I was indeed speculating about which of two possible worlds (more caring or more rational) we ought to prefer. I still believe that a more caring world is better, but I'm willing to concede that a more detailed argument is required for that conclusion. My main thesis here does not rely on it: I am trying to trace out the essential limitations of a movement that has become, in some circles, almost evangelical in its insistence that it can improve the world.



Jack of Kent:

I was aware that you think that Dawkins' primary failure was to make a bad analogy (the chewing gum analogy). I maintain that Dawkins could have not made this analogy and still been a sexist douchebag (in his first comment no the issue, for example). It seems to follow that this minor failure of reason is not the problem. The problem is caring and imagination. I repeat that the "evidence and reason" mantra of the skeptical movement is utterly unable to make sense of this basic reality. I am sorry if I didn't trace all of this out in my post, but the point still stands if you'd care to try to refute it.

Jack of Kent said...

Sorry, if you cannot be troubled to represent my position correctly before adversely commenting on it, then there is no reason for me to engage with you.

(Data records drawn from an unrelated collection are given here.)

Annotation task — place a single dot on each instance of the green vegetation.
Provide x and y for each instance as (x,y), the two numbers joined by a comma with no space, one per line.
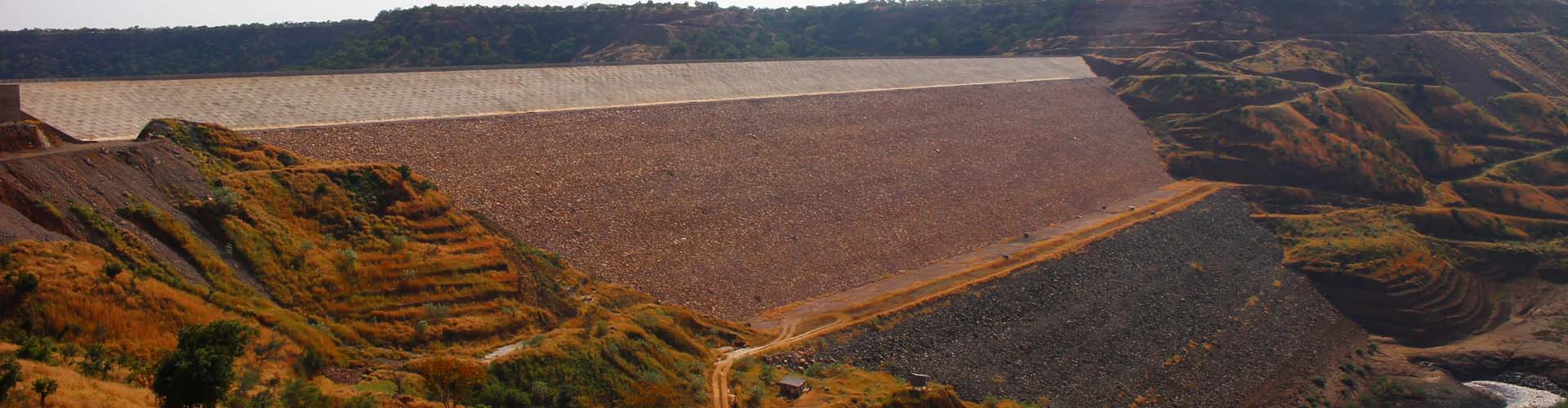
(10,375)
(201,369)
(516,35)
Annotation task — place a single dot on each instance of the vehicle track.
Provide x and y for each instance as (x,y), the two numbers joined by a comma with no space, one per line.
(792,319)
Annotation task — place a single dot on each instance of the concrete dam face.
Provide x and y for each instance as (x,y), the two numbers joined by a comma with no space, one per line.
(726,187)
(118,109)
(748,188)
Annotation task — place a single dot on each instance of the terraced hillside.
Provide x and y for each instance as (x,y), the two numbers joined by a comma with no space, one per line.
(736,207)
(354,272)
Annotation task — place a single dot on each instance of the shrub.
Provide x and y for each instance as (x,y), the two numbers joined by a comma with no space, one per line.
(24,285)
(98,361)
(10,374)
(311,363)
(363,401)
(201,367)
(114,268)
(44,387)
(303,394)
(38,348)
(449,377)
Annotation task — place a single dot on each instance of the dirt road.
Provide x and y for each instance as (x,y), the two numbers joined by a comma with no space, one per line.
(819,316)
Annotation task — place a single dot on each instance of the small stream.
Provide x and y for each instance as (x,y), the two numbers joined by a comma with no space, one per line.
(1518,396)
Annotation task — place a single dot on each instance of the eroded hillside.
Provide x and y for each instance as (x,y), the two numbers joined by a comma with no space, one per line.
(1411,165)
(349,272)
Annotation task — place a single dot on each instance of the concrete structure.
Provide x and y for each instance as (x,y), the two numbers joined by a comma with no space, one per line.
(118,109)
(10,102)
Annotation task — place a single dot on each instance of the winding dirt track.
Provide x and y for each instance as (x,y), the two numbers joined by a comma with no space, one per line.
(816,317)
(742,206)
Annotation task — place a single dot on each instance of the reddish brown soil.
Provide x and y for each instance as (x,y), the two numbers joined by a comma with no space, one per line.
(736,207)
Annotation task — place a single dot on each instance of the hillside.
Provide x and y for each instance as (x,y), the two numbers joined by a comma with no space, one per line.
(1409,159)
(364,283)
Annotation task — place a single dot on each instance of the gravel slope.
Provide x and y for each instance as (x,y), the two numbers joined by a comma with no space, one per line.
(737,207)
(1192,309)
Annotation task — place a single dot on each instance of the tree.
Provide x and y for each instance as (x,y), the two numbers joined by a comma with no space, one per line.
(449,377)
(303,394)
(199,370)
(10,374)
(98,361)
(44,387)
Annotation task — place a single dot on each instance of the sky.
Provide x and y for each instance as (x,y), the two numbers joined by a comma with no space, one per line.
(16,15)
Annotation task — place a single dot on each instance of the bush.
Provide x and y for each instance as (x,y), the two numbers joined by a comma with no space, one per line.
(10,374)
(44,387)
(38,348)
(98,361)
(114,268)
(24,285)
(369,401)
(201,367)
(449,377)
(303,394)
(311,363)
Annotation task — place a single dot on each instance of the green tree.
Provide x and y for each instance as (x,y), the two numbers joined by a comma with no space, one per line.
(96,361)
(10,374)
(199,370)
(303,394)
(449,377)
(44,387)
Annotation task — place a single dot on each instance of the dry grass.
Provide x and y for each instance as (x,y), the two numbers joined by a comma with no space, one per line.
(78,391)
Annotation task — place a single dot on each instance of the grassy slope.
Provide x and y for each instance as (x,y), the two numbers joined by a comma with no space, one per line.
(368,267)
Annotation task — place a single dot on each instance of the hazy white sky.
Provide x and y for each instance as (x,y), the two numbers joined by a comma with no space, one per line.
(163,13)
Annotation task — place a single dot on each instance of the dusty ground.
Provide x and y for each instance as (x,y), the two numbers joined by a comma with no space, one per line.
(736,207)
(1191,309)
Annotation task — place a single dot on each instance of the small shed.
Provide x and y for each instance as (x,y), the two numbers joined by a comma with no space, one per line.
(792,387)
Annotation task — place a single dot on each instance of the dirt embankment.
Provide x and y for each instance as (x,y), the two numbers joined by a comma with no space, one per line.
(736,207)
(1191,309)
(60,193)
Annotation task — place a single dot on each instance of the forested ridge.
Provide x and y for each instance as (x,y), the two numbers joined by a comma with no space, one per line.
(523,35)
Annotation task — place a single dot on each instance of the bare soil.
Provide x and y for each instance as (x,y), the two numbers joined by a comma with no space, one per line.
(1189,309)
(736,207)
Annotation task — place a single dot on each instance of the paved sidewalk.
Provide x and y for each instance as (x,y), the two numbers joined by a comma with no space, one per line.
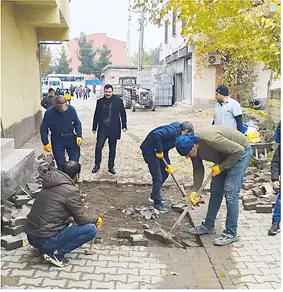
(254,262)
(111,267)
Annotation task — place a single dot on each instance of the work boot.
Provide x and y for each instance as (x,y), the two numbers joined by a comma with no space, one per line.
(163,199)
(112,170)
(275,228)
(225,239)
(202,229)
(161,208)
(95,169)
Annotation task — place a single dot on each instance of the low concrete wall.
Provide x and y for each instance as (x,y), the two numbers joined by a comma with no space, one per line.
(24,130)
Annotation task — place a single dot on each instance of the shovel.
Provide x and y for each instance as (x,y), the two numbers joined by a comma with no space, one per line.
(169,235)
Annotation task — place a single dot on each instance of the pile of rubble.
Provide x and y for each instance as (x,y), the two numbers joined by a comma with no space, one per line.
(258,193)
(15,209)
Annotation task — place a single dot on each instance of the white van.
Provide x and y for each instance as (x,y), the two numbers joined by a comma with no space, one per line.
(54,83)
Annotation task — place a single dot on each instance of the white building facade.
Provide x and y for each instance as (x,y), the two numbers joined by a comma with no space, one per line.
(191,85)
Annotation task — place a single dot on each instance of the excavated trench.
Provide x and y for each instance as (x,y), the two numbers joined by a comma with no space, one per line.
(120,205)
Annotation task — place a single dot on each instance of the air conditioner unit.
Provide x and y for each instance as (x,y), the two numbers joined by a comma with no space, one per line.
(213,59)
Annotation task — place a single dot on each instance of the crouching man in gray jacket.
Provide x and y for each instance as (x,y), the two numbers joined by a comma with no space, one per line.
(58,200)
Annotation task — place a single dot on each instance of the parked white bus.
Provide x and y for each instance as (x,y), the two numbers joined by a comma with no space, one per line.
(68,79)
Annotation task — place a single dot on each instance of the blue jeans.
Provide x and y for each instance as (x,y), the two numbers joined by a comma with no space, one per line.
(159,175)
(277,209)
(228,183)
(62,144)
(65,240)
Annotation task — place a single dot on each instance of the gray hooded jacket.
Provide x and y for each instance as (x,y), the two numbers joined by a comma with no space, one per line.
(58,200)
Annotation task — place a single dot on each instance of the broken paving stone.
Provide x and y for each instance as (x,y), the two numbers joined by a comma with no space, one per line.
(34,187)
(249,199)
(264,209)
(13,230)
(138,240)
(258,192)
(178,207)
(250,206)
(10,242)
(21,200)
(126,233)
(268,188)
(247,185)
(190,243)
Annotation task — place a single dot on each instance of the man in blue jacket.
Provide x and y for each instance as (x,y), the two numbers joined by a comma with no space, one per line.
(66,131)
(155,146)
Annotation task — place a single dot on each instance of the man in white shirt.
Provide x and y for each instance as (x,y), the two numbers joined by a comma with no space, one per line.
(227,111)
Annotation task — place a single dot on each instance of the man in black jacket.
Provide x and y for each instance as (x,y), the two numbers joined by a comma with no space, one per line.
(49,100)
(46,225)
(108,116)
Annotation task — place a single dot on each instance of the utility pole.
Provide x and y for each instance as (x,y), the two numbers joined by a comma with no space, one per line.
(141,29)
(128,50)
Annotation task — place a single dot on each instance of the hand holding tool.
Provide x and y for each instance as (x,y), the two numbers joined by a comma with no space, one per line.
(47,148)
(169,169)
(159,155)
(215,170)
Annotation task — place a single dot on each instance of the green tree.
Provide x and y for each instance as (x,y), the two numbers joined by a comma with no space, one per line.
(62,65)
(240,31)
(86,54)
(104,60)
(45,60)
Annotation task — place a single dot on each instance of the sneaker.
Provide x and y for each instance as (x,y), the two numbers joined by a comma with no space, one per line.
(202,229)
(55,260)
(161,208)
(163,200)
(275,228)
(225,239)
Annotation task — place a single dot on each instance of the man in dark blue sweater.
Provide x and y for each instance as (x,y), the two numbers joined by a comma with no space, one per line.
(66,131)
(155,146)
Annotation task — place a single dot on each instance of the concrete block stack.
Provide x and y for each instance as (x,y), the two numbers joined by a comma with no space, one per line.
(16,207)
(257,191)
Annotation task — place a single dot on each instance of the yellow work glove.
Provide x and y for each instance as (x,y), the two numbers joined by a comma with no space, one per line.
(159,155)
(193,199)
(98,223)
(169,169)
(47,148)
(79,141)
(215,170)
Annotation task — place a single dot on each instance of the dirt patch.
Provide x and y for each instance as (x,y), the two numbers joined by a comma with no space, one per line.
(109,200)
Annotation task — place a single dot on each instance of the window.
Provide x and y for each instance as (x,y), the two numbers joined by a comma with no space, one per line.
(174,19)
(166,31)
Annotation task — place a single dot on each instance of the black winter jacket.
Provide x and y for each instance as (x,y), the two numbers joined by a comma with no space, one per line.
(58,200)
(275,165)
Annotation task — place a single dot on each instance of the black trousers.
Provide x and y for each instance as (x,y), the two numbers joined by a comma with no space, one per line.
(102,136)
(158,173)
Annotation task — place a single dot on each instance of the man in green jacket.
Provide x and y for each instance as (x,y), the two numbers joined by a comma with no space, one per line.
(231,152)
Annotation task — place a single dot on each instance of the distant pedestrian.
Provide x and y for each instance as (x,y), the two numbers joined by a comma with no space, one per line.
(227,111)
(49,100)
(66,132)
(80,91)
(108,116)
(68,96)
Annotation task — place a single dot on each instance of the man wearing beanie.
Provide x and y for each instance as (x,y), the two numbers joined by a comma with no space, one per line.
(231,152)
(227,111)
(58,200)
(155,146)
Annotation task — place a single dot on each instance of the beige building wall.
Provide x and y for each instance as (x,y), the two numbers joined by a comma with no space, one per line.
(23,25)
(20,76)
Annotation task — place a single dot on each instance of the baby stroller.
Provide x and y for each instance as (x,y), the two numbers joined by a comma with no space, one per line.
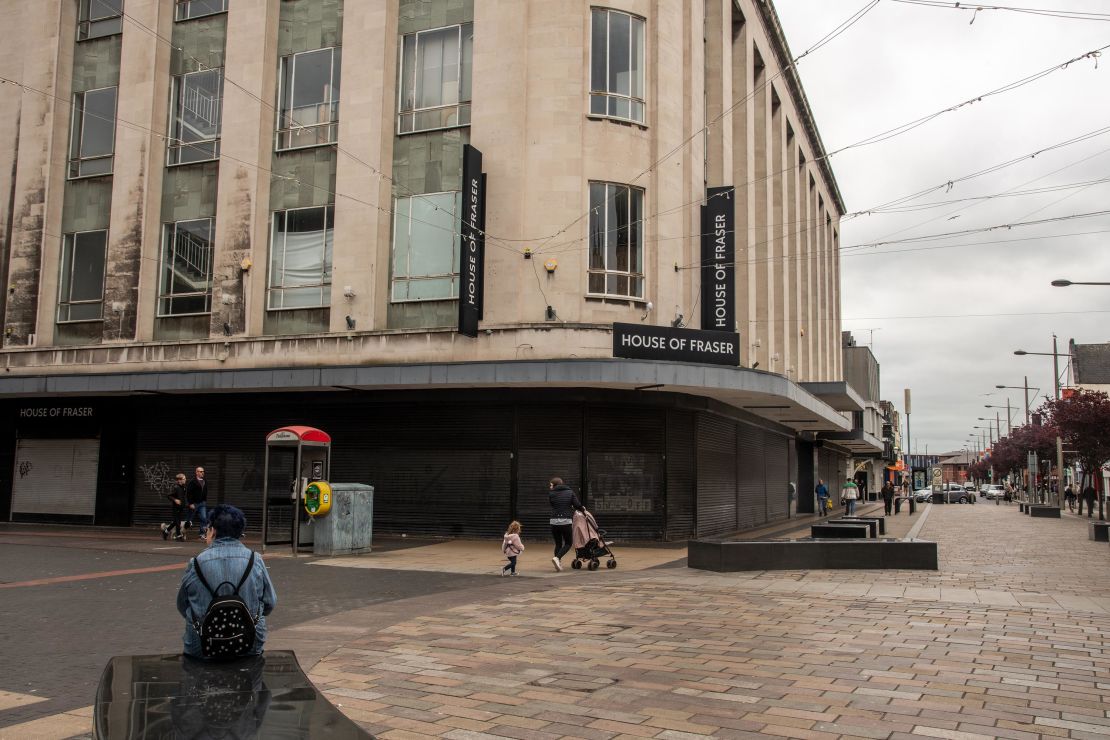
(589,545)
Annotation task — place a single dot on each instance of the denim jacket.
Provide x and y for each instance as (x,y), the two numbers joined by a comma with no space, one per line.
(224,560)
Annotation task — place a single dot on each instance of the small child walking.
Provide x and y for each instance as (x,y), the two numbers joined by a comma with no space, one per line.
(512,546)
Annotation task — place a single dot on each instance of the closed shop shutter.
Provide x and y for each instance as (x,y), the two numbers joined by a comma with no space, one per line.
(56,477)
(777,454)
(716,475)
(680,475)
(752,492)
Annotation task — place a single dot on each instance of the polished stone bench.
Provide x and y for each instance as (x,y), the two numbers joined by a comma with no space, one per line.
(171,696)
(817,554)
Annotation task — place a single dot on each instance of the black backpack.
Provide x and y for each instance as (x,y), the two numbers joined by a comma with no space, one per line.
(228,627)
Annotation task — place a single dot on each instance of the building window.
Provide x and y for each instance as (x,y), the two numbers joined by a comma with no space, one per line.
(616,241)
(425,247)
(81,295)
(194,127)
(310,99)
(185,283)
(99,18)
(616,66)
(301,259)
(92,135)
(435,79)
(189,9)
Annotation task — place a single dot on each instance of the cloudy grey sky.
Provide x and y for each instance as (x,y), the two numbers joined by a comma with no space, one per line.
(948,313)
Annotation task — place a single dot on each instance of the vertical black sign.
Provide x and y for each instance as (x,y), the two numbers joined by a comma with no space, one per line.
(473,216)
(718,257)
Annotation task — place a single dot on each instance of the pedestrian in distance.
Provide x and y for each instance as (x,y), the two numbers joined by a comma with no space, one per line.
(177,496)
(823,497)
(564,504)
(512,546)
(197,490)
(849,493)
(225,592)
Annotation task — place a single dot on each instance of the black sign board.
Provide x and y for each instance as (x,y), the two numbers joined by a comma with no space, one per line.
(473,243)
(687,345)
(718,257)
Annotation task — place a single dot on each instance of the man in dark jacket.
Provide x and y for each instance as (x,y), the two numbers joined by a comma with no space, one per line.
(564,504)
(197,493)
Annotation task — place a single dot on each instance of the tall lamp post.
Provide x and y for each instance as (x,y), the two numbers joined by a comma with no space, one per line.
(1056,382)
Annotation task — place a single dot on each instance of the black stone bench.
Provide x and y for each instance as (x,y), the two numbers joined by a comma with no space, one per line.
(815,554)
(873,527)
(1045,510)
(172,696)
(839,530)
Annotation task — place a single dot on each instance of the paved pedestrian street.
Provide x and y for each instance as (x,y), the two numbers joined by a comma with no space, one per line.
(1007,639)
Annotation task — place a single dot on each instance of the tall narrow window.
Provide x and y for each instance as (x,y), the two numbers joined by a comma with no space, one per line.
(189,9)
(310,99)
(185,285)
(616,66)
(425,247)
(435,79)
(99,18)
(92,134)
(81,292)
(616,241)
(194,127)
(301,259)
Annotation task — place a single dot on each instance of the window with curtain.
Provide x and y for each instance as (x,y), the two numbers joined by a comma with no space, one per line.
(92,133)
(99,18)
(616,241)
(185,283)
(435,79)
(425,246)
(616,66)
(194,124)
(301,259)
(81,287)
(310,99)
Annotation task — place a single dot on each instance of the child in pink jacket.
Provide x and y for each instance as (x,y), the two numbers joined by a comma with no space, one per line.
(512,547)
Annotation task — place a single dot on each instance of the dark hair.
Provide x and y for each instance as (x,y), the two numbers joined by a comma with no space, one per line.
(226,520)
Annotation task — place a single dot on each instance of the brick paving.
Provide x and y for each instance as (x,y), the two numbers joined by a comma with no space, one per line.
(1006,639)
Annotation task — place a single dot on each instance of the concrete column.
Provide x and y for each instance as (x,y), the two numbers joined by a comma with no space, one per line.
(242,223)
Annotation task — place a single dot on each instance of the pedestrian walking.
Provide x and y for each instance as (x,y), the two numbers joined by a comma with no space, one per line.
(512,546)
(197,494)
(823,497)
(564,504)
(177,496)
(849,493)
(888,497)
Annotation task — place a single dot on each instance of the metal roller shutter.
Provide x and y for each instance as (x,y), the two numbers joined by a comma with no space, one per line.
(752,488)
(56,477)
(716,475)
(777,456)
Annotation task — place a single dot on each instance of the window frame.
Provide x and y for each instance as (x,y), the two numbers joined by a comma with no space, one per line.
(332,125)
(78,129)
(178,17)
(415,110)
(169,232)
(606,271)
(172,143)
(606,93)
(86,22)
(69,242)
(326,265)
(456,251)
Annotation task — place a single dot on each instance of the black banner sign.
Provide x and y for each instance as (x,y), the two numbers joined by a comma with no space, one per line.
(473,243)
(687,345)
(718,257)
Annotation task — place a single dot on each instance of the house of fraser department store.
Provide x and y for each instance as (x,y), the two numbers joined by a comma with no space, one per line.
(222,216)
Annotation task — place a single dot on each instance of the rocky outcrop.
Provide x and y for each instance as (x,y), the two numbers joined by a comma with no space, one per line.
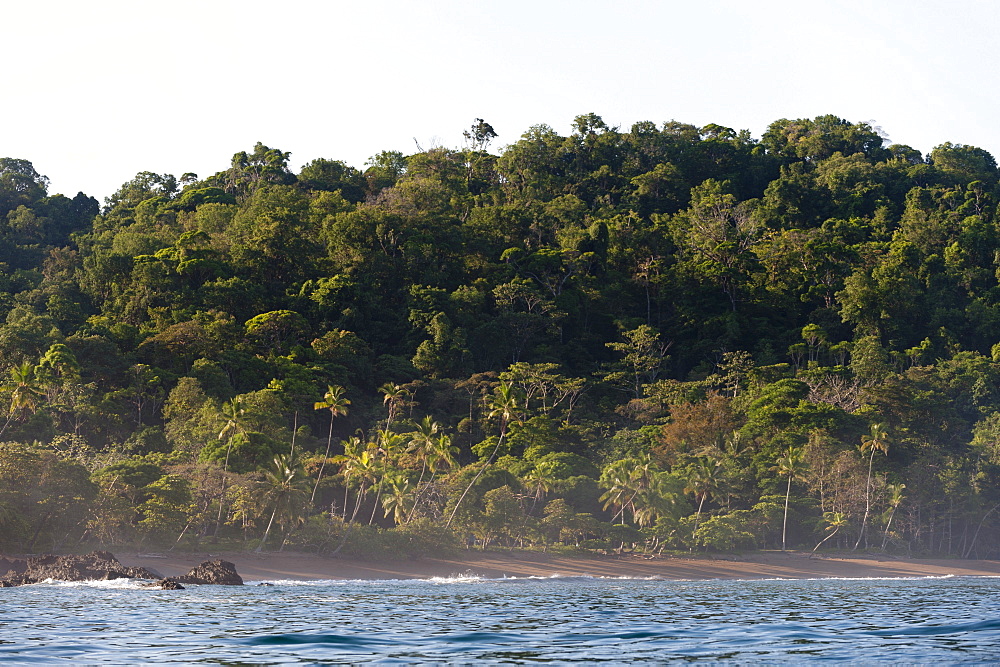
(98,565)
(164,585)
(102,565)
(219,572)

The only reason I have commented here is to warn people not to take your summary of my view at face value. Readers should instead check against source.

Cheers,
David Allen Green

Jonathon Jones said...

There are three ways of taking the skeptic claim about changing the world for the better.

1. Reason and science are all we need, and if we just got those right the world would be a much better place.

2. Increasing reason and science is the best way of improving the world.

3. Increasing reason and science is one way of improving the world.

The skeptics surely believe 3. I think you might be representing them as also believing 1; if so, I think that's a straw man. Nobody really thinks that Pure Reason is enough (although maybe Kant did).

The interesting claim is 2. Actually, there might be another claim that says "Increasing reason and science is, on balance, a good thing", which might be logically equivalent to 3.

If your view is simply "Reason and science are not enough", fine, but that's not interesting. If your view is, instead, that increasing reason and science are not the best way of improving the world, or even stronger, that on balance it's not a good thing to try to increase reason/science because of some counter balance (for example, maybe it decreases empathy), then that is a much more interesting claim.

I would think that increasing reason/science is a good thing on balance, and I might even be willing to defend the view that this is the best way of improving the world. Which claim are you really attacking?

Taylor said...

Nick I think I have to disagree with you about there being even a theoretical disconnect between reason and caring. It seems like you're just accepting the underlying premise that (some of) the sceptic community relies on in being unapologetic douchebags and social retards.

How reasonable it is to be thought a douchebag? A reasonable person recognises that not everybody is equally reasonable, that most people have feelings potentially affected by one's own behaviour, and attempts to adjust their conduct accordingly.

As for the deeper meta-ethical question, what is inherently admirable? You seem to suggest that reason is unsuitable because powerless to produce caring, because evidence and reason cannot force a person to care. But that's not how reason operates, it operates by argumentation rather than brute force. The problem you observe is not limited to reason, either, what CAN force someone to care? How is this a shortcoming of reason specifically?

It's all well and good to consider a world of caring vs a world of reasoning, but how would you actually go about creating a more caring world? Maoism?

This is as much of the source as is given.